Ce n'est pas à propos du pétrole ? Voilà ce qu'ils ont dit avant l'invasion

*Mémorandum du Foreign Office, 13 novembre 2002, à la suite d'une réunion avec BP : " L'Irak est la grande perspective pétrolière. BP est désespéré d'y entrer et tient à ce que les accords politiques ne leur refusent pas la possibilité de se faire concurrence. Le potentiel à long terme est énorme...."

*Tony Blair, 6 février 2003 : "Laissez-moi m'occuper de l'affaire du pétrole parce que.... la théorie de la conspiration pétrolière est honnêtement l'une des plus absurdes quand on l'analyse. Le fait est que, si le pétrole que l'Irak nous préoccupe, je veux dire que nous pourrions probablement conclure un accord avec Saddam demain en ce qui concerne le pétrole. Ce n'est pas le pétrole qui est en cause, ce sont les armes...."

*BP, 12 mars 2003 : "Nous n'avons aucun intérêt stratégique en Irak. Si quelqu'un au pouvoir veut que l'Occident s'implique après la guerre, s'il y a une guerre, tout ce que nous avons toujours dit, c'est que les règles du jeu devraient être équitables. Nous n'insistons certainement pas pour qu'il y ait une participation."

*Lord Browne, le directeur général de l'époque, le 12 mars 2003 : "Ce n'est pas, à mon avis ou à celui de BP, une guerre du pétrole. L'Irak est un producteur important, mais il doit décider ce qu'il doit faire de son patrimoine et de son pétrole".

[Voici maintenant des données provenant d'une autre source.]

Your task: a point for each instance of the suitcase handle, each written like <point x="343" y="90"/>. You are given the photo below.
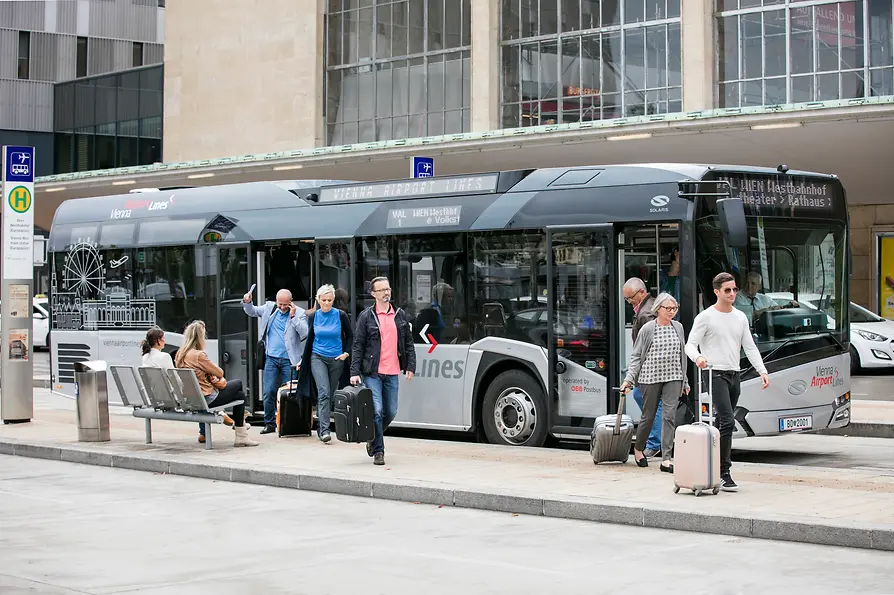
<point x="622" y="401"/>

 *Shell, le 12 mars 2003, a déclaré que les rapports indiquant qu'elle avait discuté des opportunités pétrolières avec Downing Street étaient " très imprécises ", ajoutant : " Nous n'avons ni cherché ni assisté à des réunions avec des fonctionnaires du gouvernement britannique sur le sujet de l'Irak. Le sujet n'a été abordé que lors de conversations lors de réunions normales auxquelles nous assistons de temps en temps avec des fonctionnaires... Nous n'avons jamais demandé de "contrats".